Горячее лето 1879 года
Ровно 125 лет назад при загадочных обстоятельствах губернская столица была полностью уничтожена огнем.
Весь июнь 1879 года Иркутск изнывал от жары. Полный штиль сменялся порывами сильного ветра, который разносил по городу пыль с улиц и солому с постоялых дворов. Селяне, торгующие в выходные на хлебной площади, рассказывали о засухе, которая, несмотря на начало лета, уже поразила практически все районы, прилегающие к Иркутску. В многочисленных трактирах города все чаще говорили о возможном пожаре, вспоминая, как ровно год назад огонь, возникший что называется из ничего, уничтожил почти весь Верхнеудинск. В итоге сложилась ситуация, когда Иркутск просто хотелось поджечь. И люди, которые были готовы сделать это, уже находились в Иркутске.
Иркутск накануне пожара
Помимо аномальной жары и наличия поджигателей будущей трагедии способствовали еще несколько обстоятельств, на которые указывали наиболее прозорливые жители города, но, как обычно бывает, эти люди не были услышаны.
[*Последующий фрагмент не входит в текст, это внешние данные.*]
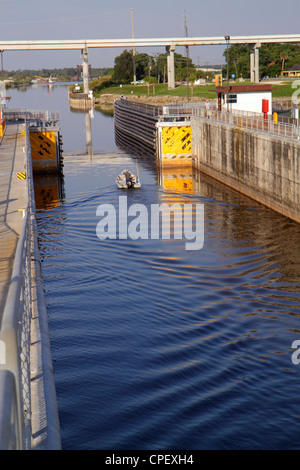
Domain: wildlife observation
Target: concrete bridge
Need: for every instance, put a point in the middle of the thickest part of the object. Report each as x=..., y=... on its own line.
x=170, y=44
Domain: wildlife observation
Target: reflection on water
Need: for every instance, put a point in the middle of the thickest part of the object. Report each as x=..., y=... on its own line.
x=165, y=348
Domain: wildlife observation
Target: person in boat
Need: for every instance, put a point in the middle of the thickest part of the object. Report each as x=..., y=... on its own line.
x=126, y=178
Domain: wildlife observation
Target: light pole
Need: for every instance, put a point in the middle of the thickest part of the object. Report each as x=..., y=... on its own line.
x=227, y=39
x=133, y=49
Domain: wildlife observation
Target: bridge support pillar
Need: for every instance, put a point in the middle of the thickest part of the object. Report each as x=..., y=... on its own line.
x=85, y=69
x=171, y=66
x=254, y=62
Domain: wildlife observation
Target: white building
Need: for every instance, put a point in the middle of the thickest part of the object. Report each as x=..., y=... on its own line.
x=251, y=98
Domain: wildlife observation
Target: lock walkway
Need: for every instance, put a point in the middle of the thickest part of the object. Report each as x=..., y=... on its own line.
x=13, y=201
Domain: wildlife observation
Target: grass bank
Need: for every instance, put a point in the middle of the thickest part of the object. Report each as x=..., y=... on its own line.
x=196, y=91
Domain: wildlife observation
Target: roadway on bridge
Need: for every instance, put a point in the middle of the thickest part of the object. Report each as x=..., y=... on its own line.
x=13, y=199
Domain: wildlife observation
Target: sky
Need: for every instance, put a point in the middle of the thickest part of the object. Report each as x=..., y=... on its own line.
x=99, y=19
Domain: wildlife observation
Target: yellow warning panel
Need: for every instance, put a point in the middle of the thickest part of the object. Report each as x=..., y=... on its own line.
x=43, y=150
x=178, y=180
x=176, y=140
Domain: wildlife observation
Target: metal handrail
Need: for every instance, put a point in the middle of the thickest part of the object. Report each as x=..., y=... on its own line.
x=14, y=365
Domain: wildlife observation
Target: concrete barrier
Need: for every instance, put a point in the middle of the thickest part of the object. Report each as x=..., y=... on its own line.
x=262, y=166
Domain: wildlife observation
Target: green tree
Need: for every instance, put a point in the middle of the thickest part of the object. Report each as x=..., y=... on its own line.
x=123, y=69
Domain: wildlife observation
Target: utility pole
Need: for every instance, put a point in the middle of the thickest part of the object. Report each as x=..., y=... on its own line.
x=187, y=57
x=133, y=49
x=227, y=38
x=1, y=64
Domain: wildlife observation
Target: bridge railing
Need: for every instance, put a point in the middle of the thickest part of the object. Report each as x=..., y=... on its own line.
x=15, y=400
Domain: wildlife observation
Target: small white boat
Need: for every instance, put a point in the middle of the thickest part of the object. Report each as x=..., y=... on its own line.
x=126, y=180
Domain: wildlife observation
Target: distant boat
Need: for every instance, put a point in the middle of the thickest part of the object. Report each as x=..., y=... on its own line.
x=127, y=180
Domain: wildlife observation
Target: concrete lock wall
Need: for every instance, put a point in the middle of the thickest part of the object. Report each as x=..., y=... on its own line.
x=263, y=167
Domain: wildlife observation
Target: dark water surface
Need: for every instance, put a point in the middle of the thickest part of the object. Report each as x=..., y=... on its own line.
x=154, y=346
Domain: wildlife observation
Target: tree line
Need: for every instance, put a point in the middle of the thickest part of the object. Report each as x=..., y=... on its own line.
x=273, y=59
x=153, y=67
Во-первых, лагерь местного батальона, бойцы которого должны были придти на помощь горожанам в случае чрезвычайных ситуаций, находился на правом берегу Иркута, примерно в полутора верстах от его впадения в Ангару. "Не могу одобрить выбора места под лагерь, — писал иркутский губернатор в своем отчете еще в 1878 году. — Оно чрезвычайно неудобно для части, несущей караульную службу в городе, и особенно в виду перевоза через такую широкую и быструю реку, какова Ангара. Затруднительность скорой переправы большей части войск в город делает их как бы удаленными от города и при надобности в них они не могут скоро явиться, а в случае непогоды на реке при задержке самолета могут и вовсе не переправиться".
Добавим, что самолетом тогда называли паром, который ходил от одного берега к другому на жестком тросе, натянутом поперек реки. За счет придания парому определенного угла по отношению к течению он двигался в нужном направлении. Некоторое подобие тогдашнего "самолета" можно увидеть сейчас на переправе в поселок Шаманка через Иркут. Понятно, что такой способ сообщения был крайне ненадежным.
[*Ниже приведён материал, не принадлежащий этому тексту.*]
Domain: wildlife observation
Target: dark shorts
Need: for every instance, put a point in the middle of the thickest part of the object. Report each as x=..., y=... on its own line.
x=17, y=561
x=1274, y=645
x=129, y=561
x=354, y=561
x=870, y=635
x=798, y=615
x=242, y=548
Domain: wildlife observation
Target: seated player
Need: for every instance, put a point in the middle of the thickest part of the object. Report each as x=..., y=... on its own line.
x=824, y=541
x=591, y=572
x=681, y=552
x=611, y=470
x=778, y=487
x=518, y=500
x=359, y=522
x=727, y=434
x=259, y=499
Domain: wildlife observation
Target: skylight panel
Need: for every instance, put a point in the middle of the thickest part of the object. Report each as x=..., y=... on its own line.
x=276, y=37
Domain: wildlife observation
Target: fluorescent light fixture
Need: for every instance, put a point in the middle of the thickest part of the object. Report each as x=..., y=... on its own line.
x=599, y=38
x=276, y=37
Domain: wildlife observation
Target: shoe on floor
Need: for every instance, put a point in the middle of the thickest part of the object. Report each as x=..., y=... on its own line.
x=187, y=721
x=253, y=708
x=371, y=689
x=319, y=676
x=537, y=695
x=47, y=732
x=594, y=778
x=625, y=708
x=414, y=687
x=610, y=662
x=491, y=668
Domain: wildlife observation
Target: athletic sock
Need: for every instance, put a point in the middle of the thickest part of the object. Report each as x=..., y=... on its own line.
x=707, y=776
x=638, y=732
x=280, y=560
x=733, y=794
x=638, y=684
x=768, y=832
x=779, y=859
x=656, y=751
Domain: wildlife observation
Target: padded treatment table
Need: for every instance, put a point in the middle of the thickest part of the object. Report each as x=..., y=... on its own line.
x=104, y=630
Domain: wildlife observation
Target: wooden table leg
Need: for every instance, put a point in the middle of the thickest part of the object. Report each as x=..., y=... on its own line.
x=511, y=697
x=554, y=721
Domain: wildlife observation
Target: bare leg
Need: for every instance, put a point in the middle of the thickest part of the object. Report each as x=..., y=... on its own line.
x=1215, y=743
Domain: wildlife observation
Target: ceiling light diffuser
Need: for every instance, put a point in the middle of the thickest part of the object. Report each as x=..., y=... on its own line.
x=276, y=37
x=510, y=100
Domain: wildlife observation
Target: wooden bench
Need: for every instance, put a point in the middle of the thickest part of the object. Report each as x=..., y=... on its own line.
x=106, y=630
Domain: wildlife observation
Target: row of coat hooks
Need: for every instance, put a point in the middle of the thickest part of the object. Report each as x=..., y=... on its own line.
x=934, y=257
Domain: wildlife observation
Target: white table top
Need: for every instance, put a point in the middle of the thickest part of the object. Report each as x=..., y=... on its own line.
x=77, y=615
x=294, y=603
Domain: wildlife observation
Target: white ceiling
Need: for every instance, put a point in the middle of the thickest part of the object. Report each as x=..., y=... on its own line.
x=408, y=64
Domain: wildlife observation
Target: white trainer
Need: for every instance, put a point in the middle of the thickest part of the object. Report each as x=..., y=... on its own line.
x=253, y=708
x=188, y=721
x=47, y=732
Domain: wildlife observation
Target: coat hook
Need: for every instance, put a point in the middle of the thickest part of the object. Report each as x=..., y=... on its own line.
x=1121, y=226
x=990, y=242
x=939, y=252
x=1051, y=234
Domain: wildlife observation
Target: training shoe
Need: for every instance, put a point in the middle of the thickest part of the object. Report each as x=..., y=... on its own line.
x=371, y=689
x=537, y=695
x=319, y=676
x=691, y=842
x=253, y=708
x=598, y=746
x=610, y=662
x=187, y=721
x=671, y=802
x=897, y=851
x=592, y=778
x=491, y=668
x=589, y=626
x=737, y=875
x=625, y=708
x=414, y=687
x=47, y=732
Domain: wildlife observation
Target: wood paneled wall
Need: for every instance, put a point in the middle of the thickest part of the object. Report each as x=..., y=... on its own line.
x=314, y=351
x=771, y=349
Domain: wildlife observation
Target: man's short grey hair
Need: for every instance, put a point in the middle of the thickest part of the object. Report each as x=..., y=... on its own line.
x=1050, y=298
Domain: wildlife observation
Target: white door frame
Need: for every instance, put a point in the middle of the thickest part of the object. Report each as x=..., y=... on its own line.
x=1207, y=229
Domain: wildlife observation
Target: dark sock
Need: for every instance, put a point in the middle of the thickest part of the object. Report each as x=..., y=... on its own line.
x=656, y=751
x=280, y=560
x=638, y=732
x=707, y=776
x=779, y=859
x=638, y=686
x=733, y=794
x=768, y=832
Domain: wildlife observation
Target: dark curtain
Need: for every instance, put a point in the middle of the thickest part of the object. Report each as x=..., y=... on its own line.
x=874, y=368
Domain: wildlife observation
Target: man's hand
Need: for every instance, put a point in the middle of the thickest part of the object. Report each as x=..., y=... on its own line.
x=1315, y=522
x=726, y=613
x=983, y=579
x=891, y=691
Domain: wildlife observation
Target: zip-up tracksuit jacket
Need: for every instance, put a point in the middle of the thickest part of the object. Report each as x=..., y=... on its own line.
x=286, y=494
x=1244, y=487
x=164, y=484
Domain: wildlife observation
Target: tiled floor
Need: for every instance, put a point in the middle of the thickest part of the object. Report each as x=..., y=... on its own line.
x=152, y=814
Во-вторых, в начале лета 1879 года из города чудесным образом исчезли все начальники. Не осталось ни одного человека, который мог бы быстро принять нужное решение, мобилизовать разные службы и скоординировать их работу.
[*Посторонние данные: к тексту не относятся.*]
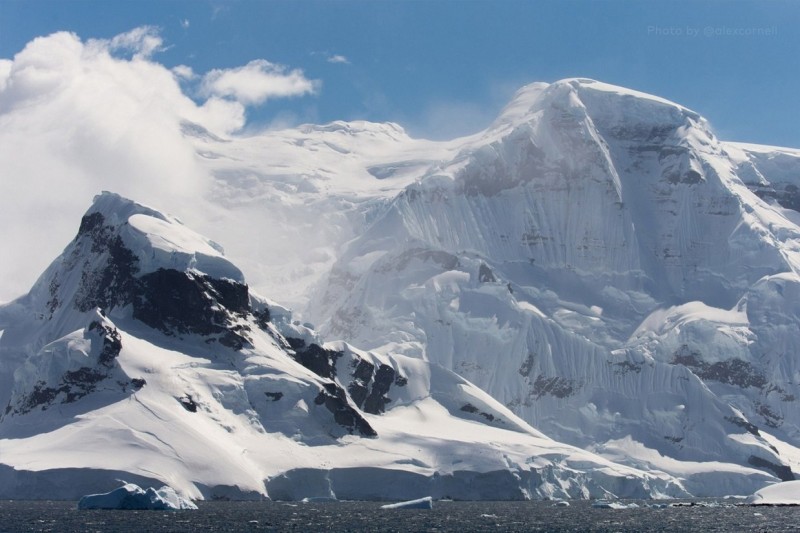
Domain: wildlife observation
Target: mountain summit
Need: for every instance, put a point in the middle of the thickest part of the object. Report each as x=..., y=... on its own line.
x=603, y=265
x=596, y=264
x=142, y=354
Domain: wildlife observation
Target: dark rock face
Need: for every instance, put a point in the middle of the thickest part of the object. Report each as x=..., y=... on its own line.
x=554, y=386
x=469, y=408
x=485, y=274
x=112, y=343
x=183, y=303
x=787, y=195
x=188, y=403
x=731, y=372
x=783, y=472
x=334, y=399
x=315, y=358
x=75, y=384
x=742, y=423
x=111, y=282
x=369, y=387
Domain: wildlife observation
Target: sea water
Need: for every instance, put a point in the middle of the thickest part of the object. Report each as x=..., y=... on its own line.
x=64, y=517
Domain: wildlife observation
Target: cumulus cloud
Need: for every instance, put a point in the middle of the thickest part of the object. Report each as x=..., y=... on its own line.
x=337, y=58
x=184, y=72
x=78, y=117
x=257, y=82
x=143, y=42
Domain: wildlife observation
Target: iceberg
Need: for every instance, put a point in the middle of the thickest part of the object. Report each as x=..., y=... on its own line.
x=133, y=497
x=786, y=493
x=421, y=503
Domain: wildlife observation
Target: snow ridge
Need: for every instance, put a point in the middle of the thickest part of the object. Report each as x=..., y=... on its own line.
x=142, y=338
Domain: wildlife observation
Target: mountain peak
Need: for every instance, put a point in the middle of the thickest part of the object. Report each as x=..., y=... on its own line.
x=606, y=104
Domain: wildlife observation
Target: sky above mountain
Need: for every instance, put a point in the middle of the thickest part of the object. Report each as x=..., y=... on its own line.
x=444, y=69
x=93, y=93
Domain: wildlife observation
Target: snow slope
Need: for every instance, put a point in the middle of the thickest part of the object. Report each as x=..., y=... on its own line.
x=141, y=354
x=600, y=263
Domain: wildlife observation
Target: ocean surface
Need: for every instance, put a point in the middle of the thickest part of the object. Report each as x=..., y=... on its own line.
x=64, y=517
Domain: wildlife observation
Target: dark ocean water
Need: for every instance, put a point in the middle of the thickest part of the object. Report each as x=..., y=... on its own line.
x=64, y=517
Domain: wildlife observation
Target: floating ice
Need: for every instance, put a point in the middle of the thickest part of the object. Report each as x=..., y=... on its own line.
x=422, y=503
x=133, y=497
x=786, y=493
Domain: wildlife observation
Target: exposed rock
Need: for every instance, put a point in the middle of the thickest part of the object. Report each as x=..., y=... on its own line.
x=334, y=399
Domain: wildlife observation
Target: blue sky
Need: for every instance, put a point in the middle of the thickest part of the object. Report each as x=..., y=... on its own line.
x=446, y=68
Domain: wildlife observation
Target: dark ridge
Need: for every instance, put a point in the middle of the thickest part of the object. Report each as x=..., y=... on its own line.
x=469, y=408
x=334, y=399
x=359, y=386
x=274, y=396
x=376, y=401
x=742, y=423
x=319, y=360
x=177, y=302
x=485, y=274
x=113, y=282
x=731, y=372
x=112, y=343
x=188, y=403
x=553, y=386
x=783, y=472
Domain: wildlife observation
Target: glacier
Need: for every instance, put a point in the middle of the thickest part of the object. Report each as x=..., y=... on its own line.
x=597, y=264
x=142, y=354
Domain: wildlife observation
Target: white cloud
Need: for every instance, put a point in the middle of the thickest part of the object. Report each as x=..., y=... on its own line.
x=257, y=82
x=184, y=72
x=143, y=42
x=337, y=58
x=76, y=119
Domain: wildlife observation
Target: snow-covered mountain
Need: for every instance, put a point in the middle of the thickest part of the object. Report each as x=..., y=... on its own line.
x=141, y=354
x=596, y=264
x=600, y=263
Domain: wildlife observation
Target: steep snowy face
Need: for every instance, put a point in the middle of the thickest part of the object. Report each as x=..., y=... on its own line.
x=542, y=261
x=144, y=340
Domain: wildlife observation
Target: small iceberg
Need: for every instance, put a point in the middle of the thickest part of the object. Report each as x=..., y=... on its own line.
x=133, y=497
x=786, y=493
x=422, y=503
x=604, y=504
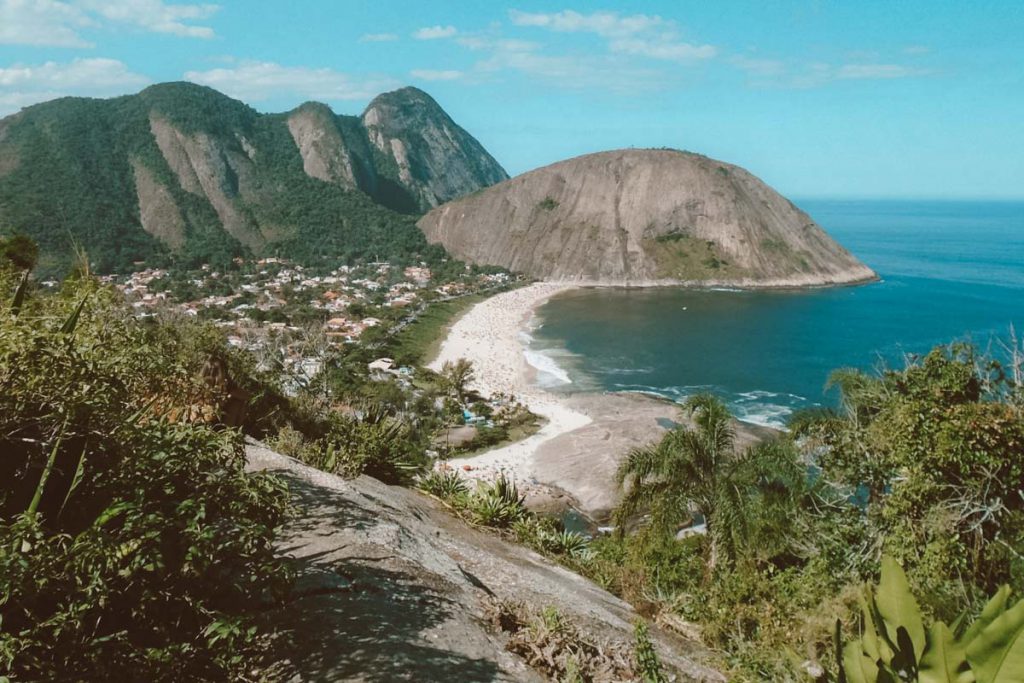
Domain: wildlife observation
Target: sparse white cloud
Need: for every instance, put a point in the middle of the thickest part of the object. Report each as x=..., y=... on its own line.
x=42, y=23
x=875, y=72
x=22, y=85
x=435, y=32
x=758, y=67
x=609, y=73
x=59, y=24
x=156, y=15
x=779, y=74
x=638, y=35
x=378, y=37
x=436, y=75
x=257, y=81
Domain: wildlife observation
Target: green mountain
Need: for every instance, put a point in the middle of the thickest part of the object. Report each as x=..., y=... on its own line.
x=182, y=173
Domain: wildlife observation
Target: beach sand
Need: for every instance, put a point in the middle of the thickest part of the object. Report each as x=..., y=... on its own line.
x=573, y=457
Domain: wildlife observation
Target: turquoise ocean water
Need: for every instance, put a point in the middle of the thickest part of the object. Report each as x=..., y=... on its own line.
x=950, y=270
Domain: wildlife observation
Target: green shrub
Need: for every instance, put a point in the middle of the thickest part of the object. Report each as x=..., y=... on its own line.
x=647, y=665
x=134, y=548
x=445, y=484
x=498, y=505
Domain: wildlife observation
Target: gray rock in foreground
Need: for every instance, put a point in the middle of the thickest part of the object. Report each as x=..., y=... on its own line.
x=391, y=587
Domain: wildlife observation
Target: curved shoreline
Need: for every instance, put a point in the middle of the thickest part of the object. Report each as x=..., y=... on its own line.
x=587, y=435
x=487, y=336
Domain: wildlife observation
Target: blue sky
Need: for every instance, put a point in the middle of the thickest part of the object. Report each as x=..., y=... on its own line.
x=866, y=98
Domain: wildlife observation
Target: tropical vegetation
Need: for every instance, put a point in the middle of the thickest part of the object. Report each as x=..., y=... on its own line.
x=133, y=545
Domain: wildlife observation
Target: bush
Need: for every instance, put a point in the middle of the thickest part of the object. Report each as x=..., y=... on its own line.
x=498, y=505
x=135, y=548
x=445, y=484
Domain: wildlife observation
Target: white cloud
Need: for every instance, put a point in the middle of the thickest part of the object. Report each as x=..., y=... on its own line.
x=432, y=75
x=760, y=68
x=435, y=32
x=875, y=72
x=638, y=35
x=378, y=37
x=576, y=72
x=778, y=74
x=22, y=85
x=59, y=23
x=156, y=15
x=256, y=81
x=42, y=23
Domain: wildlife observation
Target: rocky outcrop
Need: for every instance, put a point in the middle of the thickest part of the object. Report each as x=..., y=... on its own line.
x=643, y=217
x=207, y=167
x=391, y=587
x=158, y=212
x=327, y=153
x=244, y=182
x=424, y=151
Генерал-губернатор объезжал Забайкалье.
Губернатор еще весной уехал в Санкт-Петербург.
Начальник штаба отправился в командировку на Амур.
Губернский воинский начальник находился на Лене.
Полицмейстер ушел в отпуск и уехал из Иркутска.
Городской голова также был в отпуске и тоже отбыл из Иркутска.
В третьих, в Иркутске напрочь отсутствовал водопровод в каком-либо виде. Одним из источников воды являлись колодцы, которые находились практически в каждой зажиточной усадьбе, но были крайне малы и не могли быть использованы как нормальный источник воды. Большинство дворов пользовались привозной водой, которую доставляли местные водовозы. Парадокс, но в городе, который стоял на берегу огромной реки, вода была одним из самых дорогих товаров.
И наконец, в четвертых, Иркутск был застроен крайне беспорядочно и кучно, без соблюдения нужных интервалов и без использования так называемых брандмауэров — капитальных каменных стен, которые должны задержать огонь и не дать ему распространиться дальше. Надо сказать, что бестолковая застройка всегда была характерна для Иркутска. Еще в начале XIX века иркутский генерал-губернатор озадачился этой проблемой и из ссыльных поселенцев сформировал так называемую команду Гущи. Команда пыталась навести порядок в городском хозяйстве и, надо сказать, добилась на этом поприще определенных успехов, но к 70-м годам Иркутск по-прежнему представлял собой беспорядочное скопление домов и подсобных построек.
Единственное, что как-то успокаивало иркутян, это наличие в городе достаточно сильной и неплохо оснащенной пожарной команды. Возгорания в Иркутске случались нередко, но пожарные, вооруженные паровым пожарным локомотивом, 21 ручной пожарной машиной, 19 пожарными бочками и четырьмя выдвижными лестницами, всегда справлялись со стихией.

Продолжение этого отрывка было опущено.